Physics 838 Graduate Student Seminar

In 1990, a seminar was initiated for QMC (formerly CNAM/CSR) graduate students in order to present their research to the other students, postdocs, and faculty in the Center. In addition to fostering a rich, collaborative environment in which students learn about the breadth and scope of research being done in QMC, the idea of this series is to teach several crucial skills to our students:

1) How to present their research in a clear and time-efficient way to an audience that was not expert in their area of research;

2) How to best answer questions during their presentations;

3) How to ask good questions when in an audience (or interview), in particular about research beyond their own narrow PhD topic.

In this seminar, students submit formalized feedback to each weekly presenter, providing informative information about presentation style, research content and tips for improvement.

Best Speaker Awards

At the end of each term, a cash prize award is given for the best student and postdoc presentations based on class feedback scores.
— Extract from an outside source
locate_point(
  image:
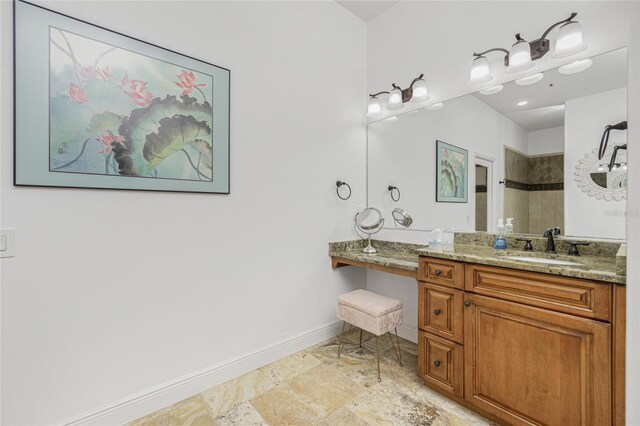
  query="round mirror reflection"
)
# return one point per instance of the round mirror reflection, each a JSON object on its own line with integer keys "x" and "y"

Previous winners are listed here:

2023 (fall) Jared Erb (student), Peter Czajka (postdoc)

2022 (fall) Sungha Baek (student), Keenan Avers (postdoc)

2020 (fall) Shukai Ma 

2019 (spring) Rui Zhang (student), Tarapada Sarkar (postdoc)
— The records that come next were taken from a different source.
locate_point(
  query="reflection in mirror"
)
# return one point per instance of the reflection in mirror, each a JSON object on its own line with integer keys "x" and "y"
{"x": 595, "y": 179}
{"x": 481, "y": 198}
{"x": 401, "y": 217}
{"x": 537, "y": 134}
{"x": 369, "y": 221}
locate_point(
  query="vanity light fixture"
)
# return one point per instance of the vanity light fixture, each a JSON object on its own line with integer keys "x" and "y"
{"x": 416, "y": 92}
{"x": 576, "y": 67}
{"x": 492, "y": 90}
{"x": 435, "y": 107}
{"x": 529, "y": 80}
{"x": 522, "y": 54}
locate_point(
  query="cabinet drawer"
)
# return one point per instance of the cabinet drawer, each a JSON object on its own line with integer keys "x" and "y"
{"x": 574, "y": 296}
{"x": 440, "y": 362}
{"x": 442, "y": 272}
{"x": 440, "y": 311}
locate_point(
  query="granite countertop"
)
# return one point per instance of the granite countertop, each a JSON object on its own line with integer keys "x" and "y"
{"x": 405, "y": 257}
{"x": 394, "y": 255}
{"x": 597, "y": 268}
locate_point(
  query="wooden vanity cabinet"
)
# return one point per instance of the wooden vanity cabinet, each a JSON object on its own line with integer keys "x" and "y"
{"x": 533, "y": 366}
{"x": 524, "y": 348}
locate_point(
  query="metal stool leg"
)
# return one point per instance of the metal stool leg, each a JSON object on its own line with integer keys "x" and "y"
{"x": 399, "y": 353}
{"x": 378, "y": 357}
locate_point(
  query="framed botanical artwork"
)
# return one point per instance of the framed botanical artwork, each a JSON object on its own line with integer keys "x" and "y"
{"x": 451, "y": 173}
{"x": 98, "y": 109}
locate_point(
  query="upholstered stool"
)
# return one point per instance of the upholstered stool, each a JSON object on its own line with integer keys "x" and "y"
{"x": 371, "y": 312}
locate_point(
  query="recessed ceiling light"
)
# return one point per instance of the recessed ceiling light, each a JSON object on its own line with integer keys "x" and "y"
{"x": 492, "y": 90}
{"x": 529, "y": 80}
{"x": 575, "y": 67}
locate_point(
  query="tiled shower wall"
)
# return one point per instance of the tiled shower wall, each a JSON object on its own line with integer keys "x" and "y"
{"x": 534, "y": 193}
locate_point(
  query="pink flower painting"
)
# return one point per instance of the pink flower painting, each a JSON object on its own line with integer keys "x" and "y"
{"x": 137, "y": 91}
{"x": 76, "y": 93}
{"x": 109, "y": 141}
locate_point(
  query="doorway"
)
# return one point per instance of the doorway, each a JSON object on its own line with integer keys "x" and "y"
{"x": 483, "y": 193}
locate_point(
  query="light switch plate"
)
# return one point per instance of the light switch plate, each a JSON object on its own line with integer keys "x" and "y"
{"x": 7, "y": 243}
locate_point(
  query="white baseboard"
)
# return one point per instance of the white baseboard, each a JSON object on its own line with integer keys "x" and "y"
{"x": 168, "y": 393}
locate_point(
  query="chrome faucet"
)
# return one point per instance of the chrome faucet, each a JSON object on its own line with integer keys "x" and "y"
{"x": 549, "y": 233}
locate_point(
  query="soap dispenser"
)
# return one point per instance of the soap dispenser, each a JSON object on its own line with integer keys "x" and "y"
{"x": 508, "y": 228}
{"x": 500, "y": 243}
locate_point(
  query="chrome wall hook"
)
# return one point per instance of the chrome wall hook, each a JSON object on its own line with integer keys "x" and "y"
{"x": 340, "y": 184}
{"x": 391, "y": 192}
2018 (fall) Chris Eckberg (student), Jen-Hao Yeh (postdoc)

2015 Paul Syers, Jasper Drisko

2014 Sean Fackler, Paul Syers,

2013 Kevin Kirshenbaum, Kirsten Burson

2012 Baladitya Suri, Kristen Burson

2011 (fall) Sergii Pershoguba, Ted Thorbeck

2011 (spring) Anirban Gangopadhyay, Baladitya Suri

2010 (fall) Christian J. Long, Tomasz M. Kott

2010 (spring) Tomasz M. Kott, Kevin Kirshenbaum

2009 (fall) Arun Luykx, Jen-Hao Yeh

PHYS838C Seminar: Haonan Xiong, UMD

Calendar
Physics 838 Seminar
Date
03.08.2021 4:00 pm - 5:30 pm

Description

Speaker: Haonan Xiong
Title: Two-qubit gates on fluxonium
Abstract:
Switching the interaction between qubits on-demand and with minimal resources is essential for scalable quantum computing. In superconducting circuits, the weak anharmonicity of transmons creates many design challenges, leading to more complex circuits and pulse protocols, slower gates, and higher gate errors. Here we describe a minimalistic scheme to control interactions between strongly-anharmonic fluxonium qubits, connected by a permanent capacitive link. Specifically, we show that off-resonant driving of non-computational transitions in either qubit induces a clean ZZ-interaction due to ac-Stark shifts of the four computational levels. With proper frequency and amplitude, the drive can cancel the static ZZ-interaction. We also demonstrate controlled-Z gates and other controlled-phase gates between capacitively coupled fluxonium qubits. The gate is activated by using non-computational transitions 10-20 and 11-21. The measured gate error less than 0.01 is limited by decoherence, which will likely improve in the next generation devices. Architectural advantages of low-frequency fluxoniums include long qubit coherence time, weak hybridization in the computational subspace, suppressed residual ZZ-coupling rate, and absence of either excessive parameter matching or complex pulse shaping requirements. Our demonstration generally applies to strongly-anharmonic qubits, and it opens a new route for reducing errors and increasing circuit depth of quantum algorithms executed on fluxonium-based processors.